Pemerintah Hitung Keekonomian Impor Energi dari AS, Pengamat: Pasti Lebih Mahal Pemerintah berencana akan membeli produk energi senilai US$ 15 miliar atau sekitar Rp 244 triliun (Kurs Rp 16.226) berupa Liquefied Petroleum Gas (LPG), minyak mentah (crude), dan Bahan Bakar Minyak (BBM) dari Amerika Serikat (AS). Pembelian ini merupakan bagian dari kesepakatan dipangkasnya tarif impor produk Indonesia menjadi 19% dari sebelumnya 32%.
Praktisi Minyak dan Gas Bumi (Migas) Hadi Ismoyo menilai bahwa pembelian energi tersebut berpotensi meningkatkan biaya secara signifikan dibandingkan dengan impor dari Singapura dan kawasan negara Timur Tengah. Ia mengatakan pembelian energi ini hanya lebih ke arah kesepakatan saja.
“Nilai keekonomiannya, logika perhitungan kami tetap lebih mahal. Import ini lebih ke arah kesepakatan alam rangka menyelamatkam export kita ke AS,” kata Hadi saat dihubungi detikcom, Minggu (20/7/2025).
Hadi mengatakan bahwa biaya logistik yang dikeluarkan RI akan meningkat hampir 1,5 hingga 2 kali lipat tergantung jenis produknya. Selain itu, karena jarak pengiriman yang jauh, jumlah kapal yang dibutuhkan untuk menjaga kelancaran pasokan juga meningkat.
Dalam catatannya, estimasi biaya tambahan logistik untuk LPG akan naik sekitar US$ 1,5 per mmbtu, kemudian untuk minyak mentah akan naik sekitar US$ 3,0 per barel. Dengan adanya kenaikan tersebut, ia mengatakan biaya ini dipastikan akan berdampak langsung kepada konsumen.
“Biaya tambahan logistik akan di bebankan kepada end user. Jika produk non subsidi akan di bebankan kepada konsumen, tidak masalah bagi Pertamina atau swasta.
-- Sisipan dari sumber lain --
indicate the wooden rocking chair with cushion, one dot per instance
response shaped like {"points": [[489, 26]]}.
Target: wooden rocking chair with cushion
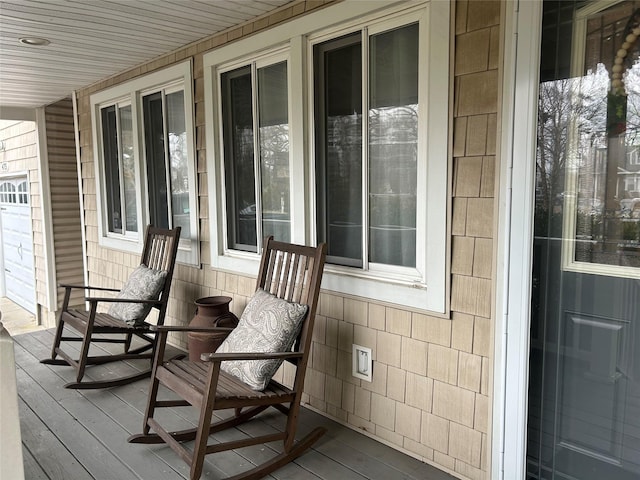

Hanya harga jual akan lebih tinggi. Siap siap saja, mungkin akan ada penyesuaian harga BBM,” katanya.
“Jika product masuk dalam subsidi,maka semua biaya akan di talangin dulu oleh Pertamina. Pertamina akan rembursh ke Pemerintah melalui diskusi dengan DPR. Karena ruang fiskal kita juga sudah ada alokasi tertentu, maka tambahan biaya logistik ini dengan sendirinya akan berpengaruh terhadap APBN,” tambahnya.
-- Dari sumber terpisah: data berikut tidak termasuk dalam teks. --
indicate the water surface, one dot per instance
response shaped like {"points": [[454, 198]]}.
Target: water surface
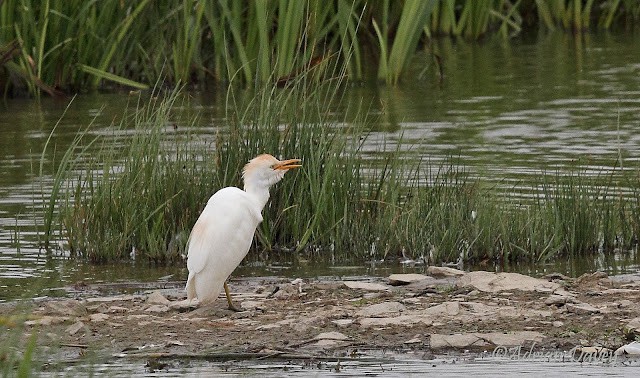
{"points": [[508, 112]]}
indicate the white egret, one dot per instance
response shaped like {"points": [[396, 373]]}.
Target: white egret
{"points": [[223, 233]]}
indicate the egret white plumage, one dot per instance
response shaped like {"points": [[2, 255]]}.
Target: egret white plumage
{"points": [[222, 235]]}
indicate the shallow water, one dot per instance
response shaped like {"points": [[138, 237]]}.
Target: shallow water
{"points": [[507, 112], [385, 365]]}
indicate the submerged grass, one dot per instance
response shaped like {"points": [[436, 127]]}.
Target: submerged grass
{"points": [[138, 196]]}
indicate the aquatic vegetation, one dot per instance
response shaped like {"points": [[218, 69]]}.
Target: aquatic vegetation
{"points": [[56, 46], [138, 199]]}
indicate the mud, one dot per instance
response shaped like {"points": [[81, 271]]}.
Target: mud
{"points": [[327, 320]]}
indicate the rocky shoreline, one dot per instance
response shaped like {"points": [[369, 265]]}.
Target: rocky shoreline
{"points": [[446, 311]]}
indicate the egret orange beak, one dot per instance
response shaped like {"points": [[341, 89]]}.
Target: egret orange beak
{"points": [[285, 165]]}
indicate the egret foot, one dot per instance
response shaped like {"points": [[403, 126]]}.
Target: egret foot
{"points": [[228, 294]]}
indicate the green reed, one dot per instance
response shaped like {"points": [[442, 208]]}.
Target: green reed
{"points": [[139, 194], [60, 46]]}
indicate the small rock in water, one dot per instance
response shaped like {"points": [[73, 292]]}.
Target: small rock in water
{"points": [[157, 308], [632, 348], [581, 308], [157, 298], [380, 309], [405, 279], [365, 285], [416, 340], [69, 307], [443, 271], [632, 329], [99, 317], [342, 322], [251, 305], [331, 336], [74, 328]]}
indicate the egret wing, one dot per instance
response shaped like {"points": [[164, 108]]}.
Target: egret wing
{"points": [[223, 233]]}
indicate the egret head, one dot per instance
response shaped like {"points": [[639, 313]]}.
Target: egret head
{"points": [[265, 170]]}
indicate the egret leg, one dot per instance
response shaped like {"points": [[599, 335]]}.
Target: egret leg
{"points": [[228, 294]]}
Sebelumnya, Menteri Energi dan Sumber Daya Mineral (ESDM), Bahlil Lahadalia, mengaku akan menindaklanjuti perjanjian tersebut. Menurut Bahlil, ada tiga komoditas energi yang akan diimpor dari AS, yakni yakni Liquefied Petroleum Gas (LPG), minyak mentah (crude), dan bahan bakar minyak (BBM).
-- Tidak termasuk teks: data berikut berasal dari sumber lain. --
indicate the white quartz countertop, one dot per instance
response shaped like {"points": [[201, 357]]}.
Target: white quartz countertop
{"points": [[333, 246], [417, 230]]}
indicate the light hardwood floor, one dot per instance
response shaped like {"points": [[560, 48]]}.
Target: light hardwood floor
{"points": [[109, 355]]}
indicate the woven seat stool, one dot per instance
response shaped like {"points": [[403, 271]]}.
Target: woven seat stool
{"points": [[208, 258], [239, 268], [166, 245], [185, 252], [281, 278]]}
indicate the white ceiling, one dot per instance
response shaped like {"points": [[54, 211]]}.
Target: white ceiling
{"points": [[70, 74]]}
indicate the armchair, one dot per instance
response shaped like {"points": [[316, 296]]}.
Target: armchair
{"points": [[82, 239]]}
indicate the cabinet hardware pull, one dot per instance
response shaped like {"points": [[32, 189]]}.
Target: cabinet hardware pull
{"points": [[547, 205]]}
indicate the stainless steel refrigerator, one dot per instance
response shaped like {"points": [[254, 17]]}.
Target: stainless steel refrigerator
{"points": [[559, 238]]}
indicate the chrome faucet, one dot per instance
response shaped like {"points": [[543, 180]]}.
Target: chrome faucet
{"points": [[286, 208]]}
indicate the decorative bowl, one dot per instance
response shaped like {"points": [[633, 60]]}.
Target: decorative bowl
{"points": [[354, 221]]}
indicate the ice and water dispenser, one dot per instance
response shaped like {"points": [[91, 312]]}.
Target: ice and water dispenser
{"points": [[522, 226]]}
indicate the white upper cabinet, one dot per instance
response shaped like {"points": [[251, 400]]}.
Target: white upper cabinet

Namun demikian, Bahlil menyebut kegiatan impor komoditas energi dari AS bukan kali pertama di lakukan RI. Ia menyebut, Indonesia sudah melakukan impor BBM ke AS sejak lama.
“LPG, crude, BBM. Memang selama ini kan kita impor BBM. (Dari AS?) Iya, iya. Kan ada tiga item, dan saya sudah sampaikan berkali-kali ya,” terang Bahlil kepada wartawan di Kantor Kementerian ESDM, Jumat (18/7/2025).
Meski begitu, Bahlil menegaskan kewajiban impor energi dari AS harus saling menguntungkan dan sesuai nilai keekonomian. Karenanya, harga impor ini harus sesuai agar tidak berdampak pada harga subsidi energi.
“Semuanya kita akan hitung sesuai dengan harga keekonomian yang sama. Harus saling menguntungkan,” tegasnya.